US mass media fiercely debated whether the cost is too much, given that each Tomahawk missile costs more than a million dollars. Talking heads worry about whether Obama has conceded leadership to the undependable Europeans. What survives of the left has argued endlessly that this is just another case of US imperialism.

There is much discussion on what the aims of the coalition ought to be. Should it effect a regime change? Many foreign policy observers have pointed out that we do not know what we are buying. No one really knows what a rebel government would look like. Critics are unhappy that the West rushed into a military campaign without delineating specific goals. The Economist lead story points out the time constraint on intervention given that the regime’s forces were closing in on rebel controlled Benghazi.

Its clear that the dynamics on the ground will dictate the course of events in Libya. Much depends on the fate of Misrata, which was being pounded by the regime until the allied air assault destroyed most of the governments heavy weaponry. According to the briefing, “If it [Misrata] cannot be saved, or the cost of doing so is deemed too high, the coalition would be sending a signal that there is not much it can do to prevent Colonel Qaddafi consolidating his position in the western half of the country”. We might be looking at a partition here.

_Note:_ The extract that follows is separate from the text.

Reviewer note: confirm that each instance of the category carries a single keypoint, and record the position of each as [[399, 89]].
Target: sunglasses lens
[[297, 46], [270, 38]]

I do not agree with my radical friends that the West should not intervene in Libya. [Mike makes an almost convincing argument in this genre.] Short of an occupation, almost any form of military intervention is better than letting the Colonel crush the democracy protestors. There is a lot of garbage about regime change not being an objective, and squeamishness about targeting Qaddafi himself. This is absolute nonsense. The CIA could use one of its thousands of predator drones to locate and take out the Colonel. The regime would crumble with the least amount of collateral damage. The current strategy of air assault on government forces and the imposition of no fly zones is not nearly as effective and certainly more deadly. There have been reports of dozens of civilian casualties already. [Update: Professor Juan Cole makes a much better case than I can possibly muster.]

On the other hand, this is certainly a distraction from the loci of greater relevance. The United States is fully supporting its client regimes in the Persian Gulf as they brutally crack down on democracy activists in Bahrain, Yemen and Saudi Arabia. Meanwhile, Hamas is crushing internal dissent and poking Israel, with Israel responding dutifully with air assaults; thus consolidating Hamas’ control of the Gaza strip.

The action has clearly moved to Syria where tens of thousands are protesting in Deraa. So far the Assad regime has opted for repression. Major demonstrations are happening today and the security forces are cracking down.

We need to watch the events unfold across the region, especially in Yemen and Syria. The Arab spring is far from over.

[Update 3:42PM: Almost within the hour, Syria has grabbed the headlines.]